The test for a charitable exemption as set forth by the Illinois Supreme Court 50 years ago in Methodist Old Peoples Home v. Korzen. A charity must prove by clear and convincing evidence that it:

  1. Has no capital, capital stock or shareholders;
  2. Earns no profits or dividends, but rather derives its funds mainly from private and public charity and holds them in trust for the purposes expressed in the charter;
  3. Dispenses charity to all who need it and apply for it;
  4. Does not provide gain or profit in a private sense to any person connected with it; and
  5. Does not place any obstacles in the way of those who need and would avail themselves of the charitable benefits it dispenses.

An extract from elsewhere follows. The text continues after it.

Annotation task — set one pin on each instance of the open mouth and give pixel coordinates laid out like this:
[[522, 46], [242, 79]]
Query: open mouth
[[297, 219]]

In applying these standards to the facts in the case, the Court agreed with the Department that Midwest Palliative and Hospice Care Center earned nearly all its revenue from fees charged to patients. As such, its primary purpose was not to provide charity but to provide services to paying customers.

The reason why the adjacent palliative care center can enjoy an exemption while its neighboring hospice center cannot is less clear. According to the Court, the palliative care center’s exemption does not influence whether the hospice care center should be exempt because the palliative care center received its exemption through a stipulation with the Department that did not create a precedent for the hospice care center and because the two institutions are, in fact, separate entities.

Given the size and scope of these kinds of facilities, whether they are tax-exempt has a significant impact on both the tax base of local school districts and the tax burden of residents and businesses. This most recent decision is consistent with other recent decisions that establish a high bar for charitable exemptions and seems to demonstrate the pendulum swinging toward taxation of health care facilities unless a persuasive case for their charitable attributes can be made.